Bruxelles, 15/04/2009 (Agence Europe) - L'Allemagne compte désormais parmi les six États membres de l'UE qui refusent sur leur territoire la culture du maïs génétiquement modifié MON 810 de Monsanto - un OGM légalement autorisé dans l'UE sur la base des avis scientifiques favorables rendus par l'autorité européenne de sécurité des aliments (EFSA).

Ilse Aigner, ministre allemande de l'Agriculture, a annoncé, mardi 14 avril, la décision de son gouvernement de recourir à la clause de sauvegarde pour suspendre la culture de cet OGM. La décision a été prise « dans l'intérêt de l'environnement », a précisé la ministre.

Cinq autres États membres (l'Autriche depuis 1999, la Hongrie depuis 2005, la Grèce, la France et le Luxembourg) avaient devancé l'Allemagne en adoptant des mesures analogues. Après plusieurs échecs consécutifs, les chances de la Commission européenne d'obtenir qu'une majorité qualifiée d'États membres la soutienne dans sa demande de voir abroger ces mesures de sauvegarde pour faire respecter la législation communautaire s'amenuisent donc encore un peu plus.

Un changement de position de l'Allemagne s'était profilé le 2 mars dernier lorsqu'au sein du Conseil Environnement, la délégation allemande avait voté contre la levée des mesures de sauvegarde autrichienne et hongroise concernant la culture du même maïs.

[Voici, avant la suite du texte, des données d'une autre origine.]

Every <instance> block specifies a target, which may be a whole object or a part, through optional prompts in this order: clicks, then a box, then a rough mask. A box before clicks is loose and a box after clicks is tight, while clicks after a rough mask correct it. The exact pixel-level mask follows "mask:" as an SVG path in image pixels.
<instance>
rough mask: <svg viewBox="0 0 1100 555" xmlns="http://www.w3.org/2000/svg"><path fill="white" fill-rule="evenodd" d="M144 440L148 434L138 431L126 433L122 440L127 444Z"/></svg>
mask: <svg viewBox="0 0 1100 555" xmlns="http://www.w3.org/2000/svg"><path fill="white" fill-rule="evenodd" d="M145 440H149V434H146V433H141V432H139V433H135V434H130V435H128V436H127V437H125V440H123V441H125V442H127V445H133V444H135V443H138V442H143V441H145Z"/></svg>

Et c'est à une large majorité que le Conseil avait tenu tête à la Commission, 22 États membres ayant refusé de contraindre l'Autriche et la Hongrie à s'incliner (EUROPE n° 9852). Le Conseil aura prochainement à statuer sur les mesures française et grecque.

Invitée à réagir à la notification de la mesure allemande, une porte-parole de la Commission européenne s'est contentée, mardi 14 avril, d'une réponse laconique: « La Commission va étudier l'interdiction promulguée par l'Allemagne et toutes les données notifiées », a-t-elle dit.

Invité à réagir en marge de la réunion informelle des ministres de l'Environnement à Prague, le commissaire Stavros Dimas a affirmé, mercredi 15 avril, que la décision de l'Allemagne va conduire la Commission européenne à réfléchir sur le dossier des OGM. « Nous allons réfléchir à cette question pour prendre la bonne décision », a-t-il déclaré, laissant entendre qu'une modification de la législation pourrait même être envisagée. (A.N.)